Good and Evil and a Lovely Gold Trinket
I just got word that The Dalai Lama and George Bush had a little pow-wow yesterday. The one living person I admire most meeting with one of the few people I admire least, I’m not sure how I am supposed to feel. I imagine that the Lama had met our fair leader with words of wisdom and peace and true human insight. Likewise, I imagine that these words fell on deaf, or at the very least, dumb, ears. But W did present the Lama with the Congressional Gold Medal, a mere booby prize when compared with the Nobel Peace prize His Holiness has previously received.
It should come as no surprise, though, that China was up in arms when they discovered that our leaders were meeting with the Lama. Just as lucrative trade talks between our nations were beginning to open up, His Holiness has to find his way into our capitol. “Oh, what tales of horror and woe would that treasonous Lama bestow upon your nation’s leaders? All shameful lies!” retorts the Chinaman in the streets. Or as CNN reports,
“The words and deeds of the Dalai Lama in the past decades show he is a political refugee engaging in secessionist activities under the cloak of religion,” he said.
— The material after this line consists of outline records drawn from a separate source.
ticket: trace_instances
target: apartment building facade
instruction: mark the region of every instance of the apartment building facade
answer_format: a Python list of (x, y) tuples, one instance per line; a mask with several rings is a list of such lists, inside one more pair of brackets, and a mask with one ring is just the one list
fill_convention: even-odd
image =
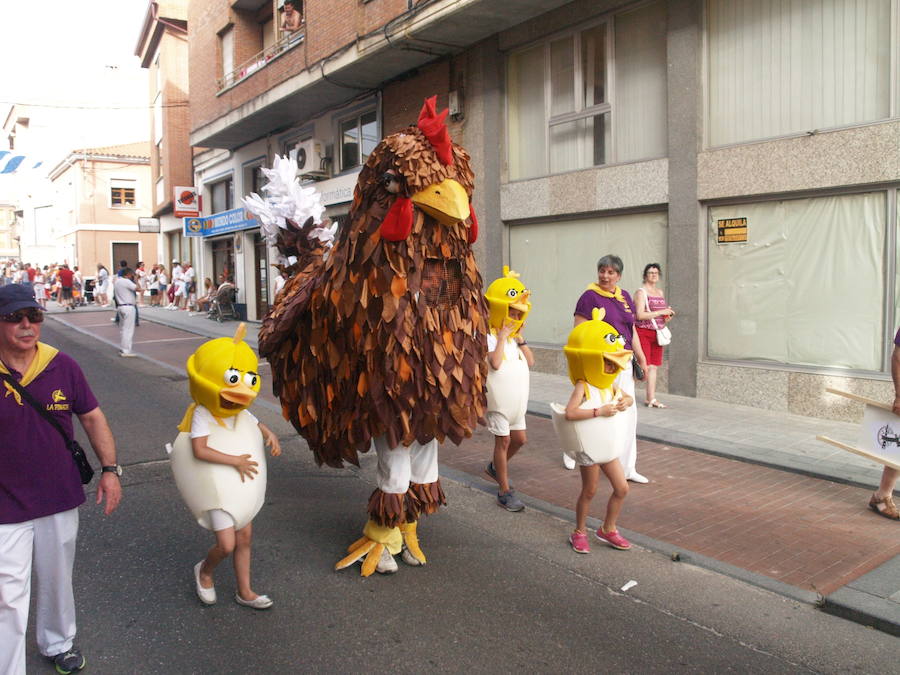
[(120, 260), (131, 267), (157, 260), (158, 235), (138, 223), (151, 213), (149, 143), (75, 150), (49, 179), (53, 198), (38, 220), (55, 248), (52, 260), (79, 266), (86, 278), (98, 263), (115, 270)]
[[(533, 290), (537, 368), (564, 372), (567, 308), (616, 253), (631, 291), (663, 267), (677, 312), (663, 390), (845, 418), (825, 387), (888, 395), (900, 0), (303, 9), (279, 34), (270, 0), (191, 3), (205, 213), (239, 206), (258, 167), (299, 146), (340, 219), (367, 151), (438, 94), (473, 158), (482, 273), (509, 264)], [(202, 255), (232, 266), (254, 318), (268, 252), (241, 227)]]
[[(194, 185), (189, 142), (187, 0), (153, 0), (141, 25), (135, 55), (148, 71), (152, 215), (159, 221), (159, 259), (193, 260), (193, 240), (175, 215), (176, 191)], [(179, 191), (180, 192), (180, 191)]]

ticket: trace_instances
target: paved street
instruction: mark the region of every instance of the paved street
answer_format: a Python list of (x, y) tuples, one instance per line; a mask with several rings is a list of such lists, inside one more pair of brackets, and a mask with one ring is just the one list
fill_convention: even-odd
[[(60, 318), (109, 338), (115, 335), (110, 316)], [(552, 509), (506, 513), (494, 504), (486, 482), (452, 468), (464, 452), (477, 453), (483, 442), (478, 439), (442, 454), (450, 506), (422, 526), (428, 566), (401, 564), (395, 577), (370, 579), (361, 579), (355, 569), (334, 573), (334, 562), (358, 536), (365, 517), (372, 458), (364, 458), (361, 470), (315, 467), (302, 441), (266, 402), (254, 410), (286, 447), (284, 456), (270, 461), (267, 505), (254, 522), (254, 578), (257, 590), (271, 593), (276, 606), (254, 613), (231, 602), (233, 576), (222, 569), (219, 604), (202, 607), (190, 568), (210, 537), (191, 523), (162, 449), (188, 403), (183, 375), (148, 359), (119, 359), (102, 339), (53, 320), (44, 330), (46, 341), (85, 367), (127, 467), (126, 500), (117, 514), (104, 518), (91, 504), (81, 510), (78, 643), (91, 672), (889, 672), (896, 667), (895, 637), (811, 604), (673, 562), (649, 548), (618, 552), (595, 542), (591, 555), (575, 555), (565, 545), (571, 524), (564, 512), (558, 514), (563, 519)], [(135, 347), (144, 353), (159, 350), (156, 358), (165, 355), (182, 364), (200, 340), (165, 332), (172, 330), (145, 321)], [(154, 339), (166, 342), (148, 342)], [(526, 477), (525, 458), (532, 461), (547, 445), (540, 427), (540, 421), (532, 425), (532, 452), (523, 456), (516, 474), (520, 489), (535, 500), (540, 495), (532, 495), (536, 486)], [(642, 453), (655, 481), (676, 468), (657, 464), (652, 449)], [(467, 461), (475, 466), (474, 459)], [(562, 480), (572, 477), (559, 473)], [(651, 484), (632, 491), (626, 504), (630, 520), (624, 521), (629, 529), (640, 532), (640, 524), (650, 519), (650, 491), (661, 488)], [(569, 504), (566, 497), (561, 501)], [(638, 583), (623, 593), (619, 589), (629, 580)], [(33, 642), (29, 649), (29, 672), (52, 672)]]

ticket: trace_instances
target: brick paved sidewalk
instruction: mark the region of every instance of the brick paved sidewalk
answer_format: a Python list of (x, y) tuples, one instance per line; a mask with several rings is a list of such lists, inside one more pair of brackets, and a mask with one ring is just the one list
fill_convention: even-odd
[[(442, 446), (441, 463), (487, 485), (492, 451), (493, 437), (479, 429), (459, 447)], [(865, 509), (869, 490), (647, 441), (638, 442), (638, 469), (651, 482), (629, 483), (623, 528), (804, 590), (827, 595), (900, 554), (897, 523)], [(528, 417), (510, 477), (518, 492), (574, 511), (579, 474), (563, 468), (549, 420)], [(602, 518), (609, 492), (601, 479), (591, 516)]]

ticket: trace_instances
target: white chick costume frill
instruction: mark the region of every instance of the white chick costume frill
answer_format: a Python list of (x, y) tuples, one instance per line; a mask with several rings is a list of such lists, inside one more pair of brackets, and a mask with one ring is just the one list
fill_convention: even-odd
[[(259, 393), (258, 360), (243, 342), (246, 328), (238, 326), (233, 338), (202, 344), (187, 361), (191, 404), (180, 433), (167, 445), (172, 473), (182, 499), (201, 526), (212, 530), (209, 511), (221, 509), (234, 519), (235, 530), (249, 524), (266, 498), (266, 457), (256, 418), (246, 408)], [(212, 415), (206, 444), (228, 455), (249, 454), (257, 463), (252, 480), (241, 481), (234, 467), (194, 457), (191, 422), (200, 406)]]
[[(583, 410), (618, 401), (624, 393), (614, 388), (613, 382), (628, 365), (632, 352), (624, 348), (625, 341), (616, 329), (603, 321), (605, 314), (602, 309), (594, 309), (590, 321), (572, 329), (563, 348), (569, 363), (569, 378), (573, 384), (581, 381), (584, 386), (584, 401), (579, 406)], [(577, 464), (606, 464), (621, 454), (628, 438), (625, 415), (567, 420), (565, 406), (551, 403), (550, 409), (563, 452)]]

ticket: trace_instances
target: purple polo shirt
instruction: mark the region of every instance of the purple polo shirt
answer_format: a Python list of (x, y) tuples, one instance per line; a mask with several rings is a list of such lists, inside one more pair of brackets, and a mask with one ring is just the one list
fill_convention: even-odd
[[(13, 377), (22, 374), (10, 369)], [(78, 364), (58, 353), (27, 387), (72, 437), (72, 414), (97, 407)], [(0, 380), (0, 524), (21, 523), (68, 511), (84, 501), (72, 454), (59, 432)]]
[(623, 305), (615, 298), (607, 298), (588, 289), (578, 298), (575, 314), (590, 319), (594, 307), (602, 307), (606, 310), (603, 320), (625, 338), (625, 349), (631, 349), (631, 338), (634, 336), (634, 302), (626, 290), (622, 290), (622, 297), (627, 304)]

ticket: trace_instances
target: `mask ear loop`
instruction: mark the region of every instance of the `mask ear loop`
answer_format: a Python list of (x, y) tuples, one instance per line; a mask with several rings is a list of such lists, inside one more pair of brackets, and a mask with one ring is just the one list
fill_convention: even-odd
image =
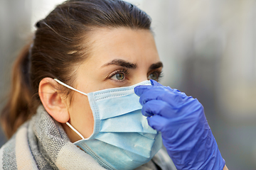
[(67, 125), (68, 125), (73, 130), (74, 130), (75, 132), (76, 132), (82, 140), (85, 139), (82, 134), (80, 134), (76, 129), (74, 128), (68, 122), (66, 122)]
[[(72, 86), (68, 86), (68, 84), (65, 84), (65, 83), (61, 82), (60, 81), (59, 81), (59, 80), (57, 79), (54, 79), (54, 80), (56, 81), (58, 83), (60, 84), (61, 85), (63, 85), (63, 86), (65, 86), (65, 87), (67, 87), (67, 88), (68, 88), (68, 89), (71, 89), (71, 90), (75, 91), (77, 91), (77, 92), (78, 92), (78, 93), (80, 93), (80, 94), (84, 94), (84, 95), (85, 95), (85, 96), (88, 96), (87, 94), (85, 94), (85, 93), (84, 93), (84, 92), (82, 92), (82, 91), (79, 91), (79, 90), (77, 90), (77, 89), (75, 89), (75, 88), (73, 88)], [(76, 132), (76, 134), (78, 134), (82, 140), (85, 139), (85, 137), (83, 137), (83, 136), (82, 136), (76, 129), (75, 129), (74, 127), (73, 127), (68, 122), (66, 122), (66, 124), (67, 124), (67, 125), (68, 125), (73, 130), (74, 130), (74, 132)]]

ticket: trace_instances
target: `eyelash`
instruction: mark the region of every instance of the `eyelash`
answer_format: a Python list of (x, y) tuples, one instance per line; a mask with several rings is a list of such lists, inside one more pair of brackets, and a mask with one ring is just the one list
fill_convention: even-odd
[(112, 77), (113, 76), (117, 74), (119, 74), (119, 73), (124, 73), (124, 79), (123, 80), (114, 80), (113, 79), (114, 81), (122, 81), (126, 79), (126, 76), (127, 75), (129, 74), (129, 72), (128, 72), (128, 69), (118, 69), (118, 70), (116, 70), (114, 71), (114, 72), (112, 72), (112, 74), (110, 74), (107, 77), (107, 79), (111, 79), (111, 77)]
[[(112, 79), (113, 81), (123, 81), (126, 79), (127, 78), (127, 76), (129, 74), (129, 72), (128, 72), (128, 69), (119, 69), (119, 70), (116, 70), (114, 71), (114, 72), (112, 72), (112, 74), (110, 74), (107, 78), (106, 79), (111, 79), (113, 76), (117, 74), (119, 74), (119, 73), (123, 73), (124, 74), (124, 79), (123, 80), (114, 80), (114, 79)], [(156, 71), (153, 71), (151, 72), (150, 74), (149, 74), (149, 76), (153, 73), (157, 73), (158, 74), (158, 77), (157, 77), (157, 81), (159, 81), (161, 78), (163, 77), (163, 72), (162, 71), (158, 71), (158, 70), (156, 70)]]

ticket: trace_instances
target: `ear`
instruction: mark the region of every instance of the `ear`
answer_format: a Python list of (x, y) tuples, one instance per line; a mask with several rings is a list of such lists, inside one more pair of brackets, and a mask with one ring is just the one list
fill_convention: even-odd
[(54, 79), (46, 77), (39, 84), (38, 94), (40, 99), (46, 111), (58, 122), (65, 123), (70, 120), (68, 103), (60, 87)]

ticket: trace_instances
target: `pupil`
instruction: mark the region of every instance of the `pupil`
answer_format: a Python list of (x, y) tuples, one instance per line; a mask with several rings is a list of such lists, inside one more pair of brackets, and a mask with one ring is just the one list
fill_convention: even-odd
[(116, 74), (116, 77), (117, 77), (117, 79), (118, 79), (118, 80), (122, 80), (122, 79), (124, 79), (124, 74)]

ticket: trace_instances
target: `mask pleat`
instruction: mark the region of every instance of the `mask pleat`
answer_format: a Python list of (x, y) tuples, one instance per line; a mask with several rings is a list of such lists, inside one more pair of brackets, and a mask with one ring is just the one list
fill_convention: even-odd
[(143, 132), (156, 134), (156, 130), (149, 126), (146, 118), (141, 110), (129, 114), (106, 119), (100, 122), (100, 132)]

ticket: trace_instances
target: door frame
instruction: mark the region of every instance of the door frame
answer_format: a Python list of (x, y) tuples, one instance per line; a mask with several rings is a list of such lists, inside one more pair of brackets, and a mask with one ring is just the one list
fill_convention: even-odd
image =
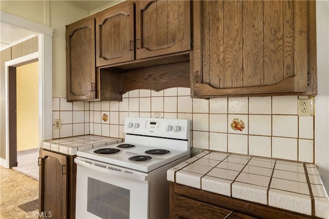
[(17, 67), (39, 61), (39, 141), (52, 138), (52, 36), (53, 29), (3, 11), (0, 12), (1, 21), (37, 33), (38, 51), (12, 59), (5, 63), (6, 158), (1, 159), (1, 166), (9, 168), (9, 144), (8, 118), (8, 73), (9, 67)]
Zhang Quingli, the Communist Party secretary of Tibet, was more forceful in his criticism of the Dalai Lama, who has been based in India since fleeing his homeland in 1959. “He is a person who has tried to split the motherland, who lacks love for his home country,” he told reporters in Beijing.
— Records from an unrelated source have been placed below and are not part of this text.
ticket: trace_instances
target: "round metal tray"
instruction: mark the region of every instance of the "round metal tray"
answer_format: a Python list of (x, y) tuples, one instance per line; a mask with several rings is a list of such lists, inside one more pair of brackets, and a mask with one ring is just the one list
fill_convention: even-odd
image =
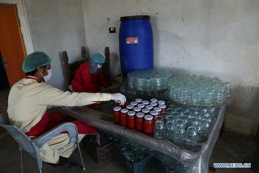
[(231, 95), (228, 97), (227, 99), (225, 99), (224, 102), (221, 104), (214, 105), (212, 106), (194, 106), (192, 105), (188, 105), (187, 104), (184, 104), (181, 103), (178, 101), (176, 101), (175, 100), (173, 100), (173, 99), (170, 97), (169, 93), (168, 90), (167, 90), (165, 91), (165, 97), (169, 101), (172, 102), (174, 103), (177, 104), (182, 106), (187, 106), (188, 107), (191, 107), (191, 108), (220, 108), (223, 107), (227, 105), (232, 101), (233, 98)]
[(127, 88), (128, 89), (130, 89), (131, 90), (134, 90), (135, 91), (144, 91), (145, 92), (146, 92), (148, 91), (149, 91), (150, 92), (152, 92), (154, 91), (164, 91), (165, 90), (167, 89), (160, 89), (159, 90), (139, 90), (137, 89), (136, 89), (135, 88), (130, 88), (128, 86), (128, 84), (126, 84), (126, 87), (127, 87)]

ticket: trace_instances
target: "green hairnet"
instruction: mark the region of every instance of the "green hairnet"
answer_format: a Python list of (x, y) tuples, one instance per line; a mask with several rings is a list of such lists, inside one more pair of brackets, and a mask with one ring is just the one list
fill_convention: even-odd
[(43, 52), (35, 52), (26, 57), (22, 64), (22, 71), (27, 73), (31, 72), (39, 66), (46, 65), (51, 62), (51, 59)]
[(99, 53), (94, 54), (91, 57), (91, 59), (92, 60), (99, 63), (103, 64), (105, 62), (105, 58), (103, 55)]

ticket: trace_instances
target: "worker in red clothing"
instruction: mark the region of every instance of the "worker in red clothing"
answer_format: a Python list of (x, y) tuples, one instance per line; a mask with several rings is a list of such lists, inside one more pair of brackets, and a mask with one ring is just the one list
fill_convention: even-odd
[[(109, 87), (108, 81), (103, 75), (102, 65), (105, 62), (105, 58), (102, 55), (96, 53), (92, 56), (89, 62), (81, 65), (72, 80), (73, 90), (79, 93), (97, 93), (102, 90), (102, 86)], [(92, 106), (88, 105), (89, 107)]]

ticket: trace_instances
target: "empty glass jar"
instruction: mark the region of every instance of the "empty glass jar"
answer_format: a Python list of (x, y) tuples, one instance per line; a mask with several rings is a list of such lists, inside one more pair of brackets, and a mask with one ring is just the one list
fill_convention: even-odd
[(214, 101), (214, 91), (208, 89), (205, 91), (204, 94), (204, 106), (213, 106)]
[(201, 138), (207, 138), (209, 135), (210, 132), (211, 126), (209, 121), (205, 119), (202, 119), (201, 120), (201, 123), (202, 125), (201, 129)]
[(182, 125), (177, 125), (175, 126), (174, 130), (173, 142), (177, 145), (182, 145), (184, 142), (185, 137), (185, 130)]
[(224, 84), (219, 84), (216, 89), (215, 99), (216, 104), (223, 103), (225, 99), (225, 87)]
[(185, 136), (185, 144), (189, 147), (194, 147), (197, 145), (197, 129), (192, 126), (188, 127)]
[(229, 82), (224, 82), (223, 83), (225, 85), (225, 96), (228, 97), (230, 96), (231, 94), (231, 84)]
[(162, 140), (165, 136), (165, 126), (162, 121), (157, 120), (154, 126), (154, 138), (156, 140)]
[(195, 89), (192, 92), (192, 105), (199, 106), (201, 101), (201, 91), (199, 89)]
[(173, 121), (168, 121), (165, 125), (165, 138), (169, 141), (173, 139), (174, 123)]

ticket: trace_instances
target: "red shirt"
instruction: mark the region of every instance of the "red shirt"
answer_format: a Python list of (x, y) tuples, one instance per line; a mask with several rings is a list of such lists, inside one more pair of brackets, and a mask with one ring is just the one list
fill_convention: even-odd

The Dalai Lama, who won the Nobel Peace Prize in 1989, has said he advocates autonomy for Tibet, and is not calling for it to be a separate country.
Last month, the chancellor of Germany, Angela Merkel, met the Dalai Lama, in Berlin.
Last week, China announced that, for technical reasons, it was canceling a planned meeting on human rights with German officials.
Hmmm. The status quo remains intact. My only question is, where is China’s Nobel Peace Prize?